The training is critical to Japan’s maritime defense strategies, especially as tensions with China and North Korea continue over contest islands and territories.
“We are fortunate to have these exercises in a wonderful area here at Camp Pendleton,” Maj. Gen. Shingo Nashinoki, commanding general of the Amphibious Rapid Deployment Brigade, said Wednesday through a translator. “To conduct long-range fire we can not conduct in Japan has gotten very important for us.”
The Marines were training with their new armored Amphibious Combat Vehicles, which are replacing the Vietnam-era Amphibious Assault Vehicle. The aging AAVs are being phased out and are no longer used in the water or for deployments. The amphibious vehicles are used to transfer troops between ships and shore and can travel on land and in the ocean.
For the Iron Fist training, the Japanese brought over their own AAVs, which were acquired in 2017 and have been overhauled.
As part of the ocean training, Marines and Japanese soldiers practiced getting the heavy, tank-like vehicles through the surf, recovering personnel from the water and transferring crews from one vehicle to another.
“We not only benefit in training with our Japanese allies, but lay fundamental building blocks for our ACV platoon to build upon,” said Lt. Gen.

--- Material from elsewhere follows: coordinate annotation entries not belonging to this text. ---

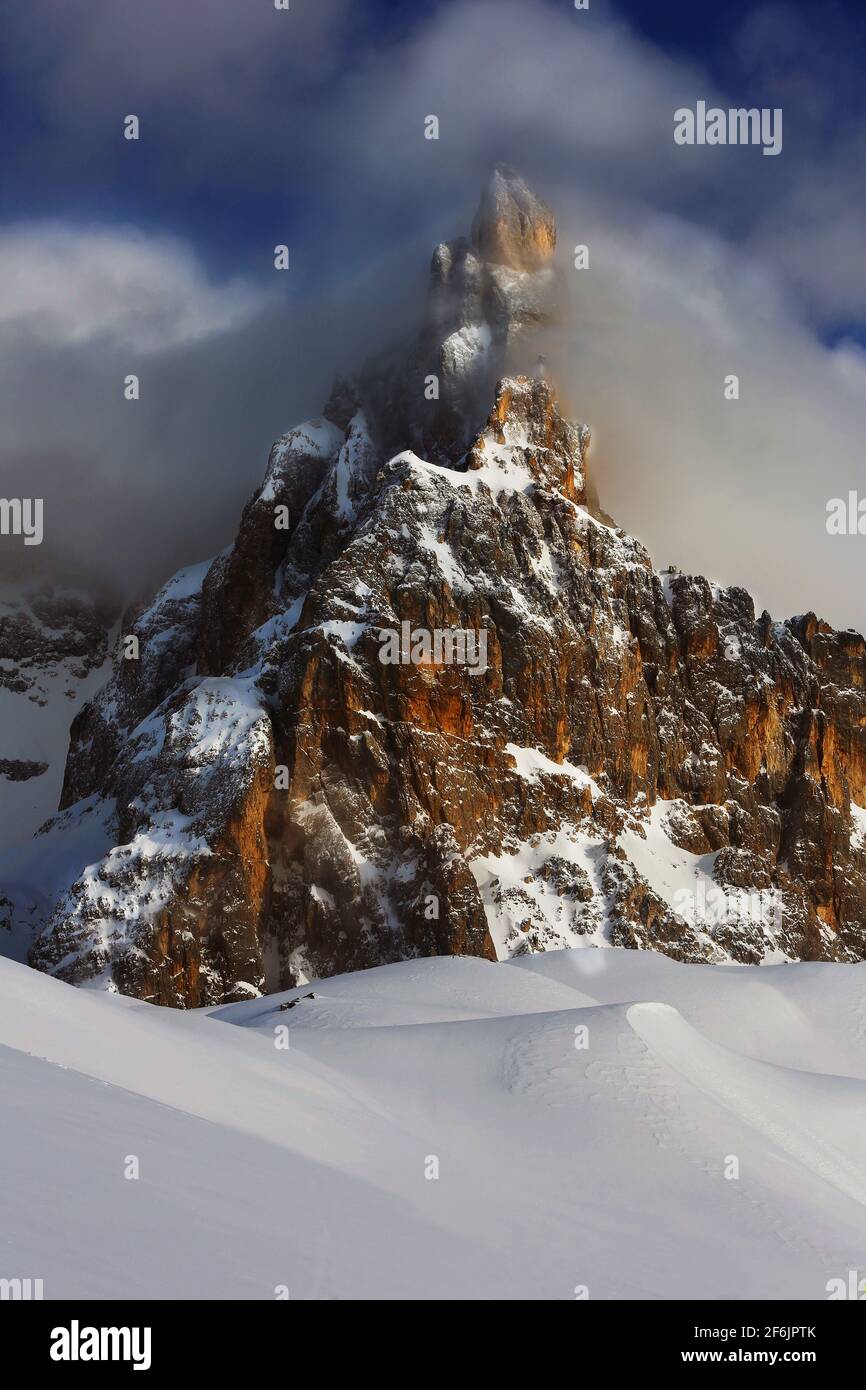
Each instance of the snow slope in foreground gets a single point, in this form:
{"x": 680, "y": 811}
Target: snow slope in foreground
{"x": 558, "y": 1165}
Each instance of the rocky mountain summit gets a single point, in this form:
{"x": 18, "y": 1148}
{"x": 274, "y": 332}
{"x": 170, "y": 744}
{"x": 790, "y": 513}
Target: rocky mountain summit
{"x": 433, "y": 702}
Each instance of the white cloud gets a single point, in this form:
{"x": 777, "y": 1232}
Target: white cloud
{"x": 67, "y": 287}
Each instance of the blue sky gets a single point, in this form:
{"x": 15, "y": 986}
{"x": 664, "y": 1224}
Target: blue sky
{"x": 262, "y": 127}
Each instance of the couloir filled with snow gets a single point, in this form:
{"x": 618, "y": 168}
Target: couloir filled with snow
{"x": 442, "y": 1127}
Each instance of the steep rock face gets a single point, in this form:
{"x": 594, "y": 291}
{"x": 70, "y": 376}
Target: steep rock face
{"x": 423, "y": 709}
{"x": 54, "y": 644}
{"x": 513, "y": 227}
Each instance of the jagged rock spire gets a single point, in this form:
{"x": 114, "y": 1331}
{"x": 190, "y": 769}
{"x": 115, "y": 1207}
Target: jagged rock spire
{"x": 512, "y": 225}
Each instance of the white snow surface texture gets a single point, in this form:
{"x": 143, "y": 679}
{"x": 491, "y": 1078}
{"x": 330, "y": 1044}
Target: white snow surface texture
{"x": 566, "y": 1158}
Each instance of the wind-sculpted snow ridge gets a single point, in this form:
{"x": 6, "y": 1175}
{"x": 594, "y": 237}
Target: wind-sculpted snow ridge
{"x": 437, "y": 704}
{"x": 573, "y": 1125}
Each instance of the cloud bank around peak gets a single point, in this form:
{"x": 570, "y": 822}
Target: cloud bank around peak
{"x": 307, "y": 128}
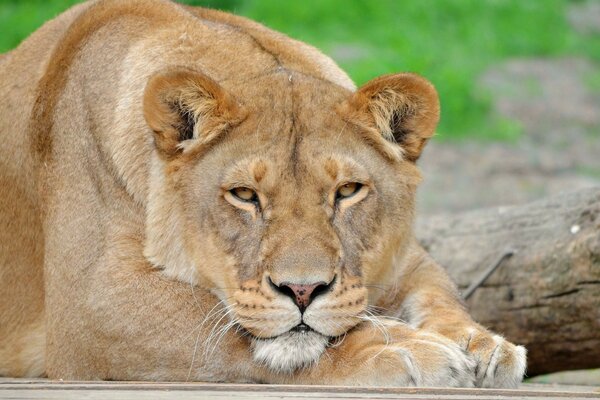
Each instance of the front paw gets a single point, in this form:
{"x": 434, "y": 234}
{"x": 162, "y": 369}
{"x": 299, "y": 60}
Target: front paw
{"x": 419, "y": 359}
{"x": 499, "y": 363}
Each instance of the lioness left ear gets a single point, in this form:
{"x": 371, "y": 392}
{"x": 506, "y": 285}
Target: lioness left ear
{"x": 404, "y": 108}
{"x": 182, "y": 104}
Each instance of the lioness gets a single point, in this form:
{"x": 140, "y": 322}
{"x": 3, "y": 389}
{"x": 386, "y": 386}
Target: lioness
{"x": 188, "y": 195}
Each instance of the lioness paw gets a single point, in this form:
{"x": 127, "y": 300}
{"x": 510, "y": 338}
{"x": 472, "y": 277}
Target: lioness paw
{"x": 499, "y": 363}
{"x": 425, "y": 360}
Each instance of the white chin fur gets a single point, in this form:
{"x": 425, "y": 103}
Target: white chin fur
{"x": 289, "y": 351}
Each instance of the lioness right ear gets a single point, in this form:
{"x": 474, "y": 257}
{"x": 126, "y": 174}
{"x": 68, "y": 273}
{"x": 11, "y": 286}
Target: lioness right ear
{"x": 404, "y": 109}
{"x": 182, "y": 105}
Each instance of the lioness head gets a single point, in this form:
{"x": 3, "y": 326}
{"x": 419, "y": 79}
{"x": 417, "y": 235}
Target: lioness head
{"x": 289, "y": 197}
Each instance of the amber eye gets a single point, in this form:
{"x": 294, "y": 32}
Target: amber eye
{"x": 347, "y": 190}
{"x": 245, "y": 194}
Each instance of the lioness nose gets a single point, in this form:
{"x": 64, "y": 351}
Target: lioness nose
{"x": 303, "y": 295}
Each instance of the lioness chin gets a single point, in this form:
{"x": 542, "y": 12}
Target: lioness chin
{"x": 188, "y": 195}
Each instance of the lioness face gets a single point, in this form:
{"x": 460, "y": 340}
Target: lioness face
{"x": 293, "y": 214}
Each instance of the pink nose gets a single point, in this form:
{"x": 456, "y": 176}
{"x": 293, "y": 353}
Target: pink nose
{"x": 302, "y": 294}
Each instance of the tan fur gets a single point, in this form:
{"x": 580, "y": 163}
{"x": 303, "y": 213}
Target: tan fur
{"x": 124, "y": 255}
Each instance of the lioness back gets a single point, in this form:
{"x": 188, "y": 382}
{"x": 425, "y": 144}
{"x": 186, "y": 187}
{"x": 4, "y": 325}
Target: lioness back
{"x": 192, "y": 196}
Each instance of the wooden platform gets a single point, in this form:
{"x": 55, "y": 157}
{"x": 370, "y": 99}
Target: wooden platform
{"x": 46, "y": 389}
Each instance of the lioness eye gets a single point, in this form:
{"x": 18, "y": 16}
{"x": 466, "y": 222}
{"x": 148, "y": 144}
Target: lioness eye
{"x": 347, "y": 190}
{"x": 245, "y": 194}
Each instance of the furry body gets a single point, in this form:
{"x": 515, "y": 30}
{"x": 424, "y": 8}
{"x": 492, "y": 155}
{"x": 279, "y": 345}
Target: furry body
{"x": 124, "y": 254}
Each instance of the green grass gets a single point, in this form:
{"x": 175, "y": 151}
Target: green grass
{"x": 451, "y": 42}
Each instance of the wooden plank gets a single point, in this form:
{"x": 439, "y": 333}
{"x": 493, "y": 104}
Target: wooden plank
{"x": 53, "y": 390}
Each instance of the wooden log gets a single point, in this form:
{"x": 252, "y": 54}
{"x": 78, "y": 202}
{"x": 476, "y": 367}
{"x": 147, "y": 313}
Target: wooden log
{"x": 40, "y": 389}
{"x": 547, "y": 294}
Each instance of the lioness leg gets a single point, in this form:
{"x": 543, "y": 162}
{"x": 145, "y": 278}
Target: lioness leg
{"x": 429, "y": 301}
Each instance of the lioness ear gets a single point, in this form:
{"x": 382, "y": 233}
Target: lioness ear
{"x": 182, "y": 105}
{"x": 404, "y": 108}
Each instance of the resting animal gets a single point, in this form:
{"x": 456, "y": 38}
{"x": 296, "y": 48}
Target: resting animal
{"x": 188, "y": 195}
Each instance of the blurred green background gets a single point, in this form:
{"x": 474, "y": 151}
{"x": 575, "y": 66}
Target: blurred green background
{"x": 451, "y": 42}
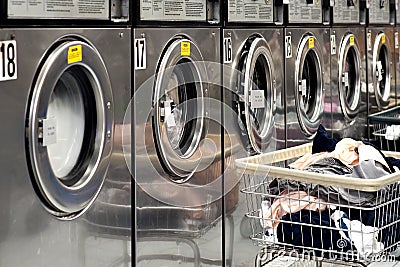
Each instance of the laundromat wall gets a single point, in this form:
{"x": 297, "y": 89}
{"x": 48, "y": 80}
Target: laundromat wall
{"x": 123, "y": 119}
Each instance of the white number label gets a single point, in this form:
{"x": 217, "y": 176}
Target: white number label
{"x": 227, "y": 50}
{"x": 8, "y": 60}
{"x": 288, "y": 46}
{"x": 140, "y": 54}
{"x": 333, "y": 44}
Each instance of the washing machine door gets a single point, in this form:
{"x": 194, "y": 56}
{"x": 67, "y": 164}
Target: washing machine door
{"x": 309, "y": 84}
{"x": 349, "y": 76}
{"x": 381, "y": 70}
{"x": 179, "y": 102}
{"x": 69, "y": 127}
{"x": 257, "y": 93}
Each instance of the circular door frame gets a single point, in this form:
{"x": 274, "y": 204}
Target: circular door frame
{"x": 309, "y": 126}
{"x": 68, "y": 202}
{"x": 258, "y": 47}
{"x": 180, "y": 168}
{"x": 382, "y": 101}
{"x": 349, "y": 111}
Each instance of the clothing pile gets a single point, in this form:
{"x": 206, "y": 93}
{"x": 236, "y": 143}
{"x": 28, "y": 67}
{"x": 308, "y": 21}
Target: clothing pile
{"x": 332, "y": 217}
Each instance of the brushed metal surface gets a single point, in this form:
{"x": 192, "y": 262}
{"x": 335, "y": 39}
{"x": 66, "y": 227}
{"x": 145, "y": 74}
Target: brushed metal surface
{"x": 342, "y": 127}
{"x": 179, "y": 219}
{"x": 30, "y": 236}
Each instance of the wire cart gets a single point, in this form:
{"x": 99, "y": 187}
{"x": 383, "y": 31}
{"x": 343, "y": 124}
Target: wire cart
{"x": 386, "y": 129}
{"x": 320, "y": 217}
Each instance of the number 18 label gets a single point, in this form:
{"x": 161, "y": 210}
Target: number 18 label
{"x": 8, "y": 60}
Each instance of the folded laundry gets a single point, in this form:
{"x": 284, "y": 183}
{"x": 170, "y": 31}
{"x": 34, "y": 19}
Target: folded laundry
{"x": 287, "y": 202}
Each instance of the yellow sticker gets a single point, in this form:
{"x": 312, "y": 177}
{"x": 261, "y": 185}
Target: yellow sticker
{"x": 185, "y": 49}
{"x": 351, "y": 40}
{"x": 74, "y": 54}
{"x": 311, "y": 42}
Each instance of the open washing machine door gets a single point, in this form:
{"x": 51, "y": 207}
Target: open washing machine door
{"x": 69, "y": 126}
{"x": 256, "y": 105}
{"x": 180, "y": 105}
{"x": 381, "y": 75}
{"x": 349, "y": 83}
{"x": 309, "y": 83}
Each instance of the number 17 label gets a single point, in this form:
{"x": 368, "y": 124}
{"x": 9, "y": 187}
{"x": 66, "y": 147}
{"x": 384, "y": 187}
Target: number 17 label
{"x": 8, "y": 60}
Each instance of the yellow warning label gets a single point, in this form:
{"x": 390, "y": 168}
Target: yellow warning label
{"x": 74, "y": 54}
{"x": 185, "y": 49}
{"x": 351, "y": 40}
{"x": 311, "y": 42}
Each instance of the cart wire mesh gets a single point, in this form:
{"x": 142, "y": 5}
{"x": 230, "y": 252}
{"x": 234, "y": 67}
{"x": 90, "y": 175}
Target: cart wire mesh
{"x": 320, "y": 216}
{"x": 385, "y": 126}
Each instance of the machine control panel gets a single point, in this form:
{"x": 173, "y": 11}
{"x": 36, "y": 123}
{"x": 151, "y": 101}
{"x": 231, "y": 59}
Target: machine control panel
{"x": 346, "y": 11}
{"x": 379, "y": 12}
{"x": 304, "y": 11}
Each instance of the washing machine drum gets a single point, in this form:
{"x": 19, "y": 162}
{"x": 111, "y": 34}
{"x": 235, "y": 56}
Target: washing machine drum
{"x": 381, "y": 70}
{"x": 69, "y": 127}
{"x": 257, "y": 94}
{"x": 180, "y": 105}
{"x": 349, "y": 76}
{"x": 309, "y": 84}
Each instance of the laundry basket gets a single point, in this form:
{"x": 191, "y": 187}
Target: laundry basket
{"x": 385, "y": 126}
{"x": 323, "y": 217}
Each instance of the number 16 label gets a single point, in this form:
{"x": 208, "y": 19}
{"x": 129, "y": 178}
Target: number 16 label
{"x": 8, "y": 60}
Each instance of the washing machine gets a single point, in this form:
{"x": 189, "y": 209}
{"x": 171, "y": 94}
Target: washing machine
{"x": 177, "y": 145}
{"x": 380, "y": 47}
{"x": 381, "y": 86}
{"x": 64, "y": 95}
{"x": 61, "y": 106}
{"x": 307, "y": 61}
{"x": 348, "y": 71}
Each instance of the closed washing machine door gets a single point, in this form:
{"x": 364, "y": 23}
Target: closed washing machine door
{"x": 179, "y": 101}
{"x": 257, "y": 94}
{"x": 69, "y": 127}
{"x": 349, "y": 76}
{"x": 381, "y": 70}
{"x": 309, "y": 84}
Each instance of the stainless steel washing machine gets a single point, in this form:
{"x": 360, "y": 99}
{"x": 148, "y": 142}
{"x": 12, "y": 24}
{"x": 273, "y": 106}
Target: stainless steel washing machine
{"x": 348, "y": 71}
{"x": 61, "y": 108}
{"x": 253, "y": 113}
{"x": 397, "y": 51}
{"x": 177, "y": 145}
{"x": 307, "y": 61}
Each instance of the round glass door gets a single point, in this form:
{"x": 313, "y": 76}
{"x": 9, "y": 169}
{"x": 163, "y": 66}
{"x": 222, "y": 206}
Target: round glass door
{"x": 258, "y": 89}
{"x": 309, "y": 81}
{"x": 349, "y": 76}
{"x": 69, "y": 128}
{"x": 381, "y": 70}
{"x": 179, "y": 109}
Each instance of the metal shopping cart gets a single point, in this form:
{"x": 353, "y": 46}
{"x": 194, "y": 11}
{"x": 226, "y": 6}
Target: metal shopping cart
{"x": 385, "y": 129}
{"x": 320, "y": 217}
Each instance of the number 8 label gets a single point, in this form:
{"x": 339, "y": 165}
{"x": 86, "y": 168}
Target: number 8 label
{"x": 8, "y": 60}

George Smith, commanding general of the 1st Marine Expeditionary Unit at Camp Pendleton. The training is incorporating new protocols and procedures put in place after an AAV sank in 2020 during pre-deployment training off San Clemente Island. Eight Marines and a sailor died.
Among some of the lessons learned from the accident is the importance of “progressive building block training for both the crew and the embarked Marines,” Smith said.
The ACVs training during this exercise will be the first to deploy with a Marine Expeditionary Unit.
The AAV tragedy also resonated with the Japanese military, its officials said. The country has 52 AAVs and safety checks were done on all of the vehicles in August. Before the beach exercises at Red Beach at Camp Pendleton, each vehicle was inspected to ensure its watertight integrity.
Iron Fist has evolved over the decades and is meant to strengthen ties between the U.S. and its ally Japan. While Marines have mentored Japanese soldiers in amphibious combat and live-fire tactics, Marines are also learning techniques from the Japanese soldiers. The goal is to become more familiar with each other’s tactics, technology and strategy, officials said.
Both generals emphasized the values shared by the two militaries and goals of freedom of navigation, a free and open Indo-Pacific and adherence to international laws.
“When these shared values and goals are threatened, we must demonstrate deterrence against those threats,” Smith said. “Exercise Iron Fist is just an example of that deterrence.”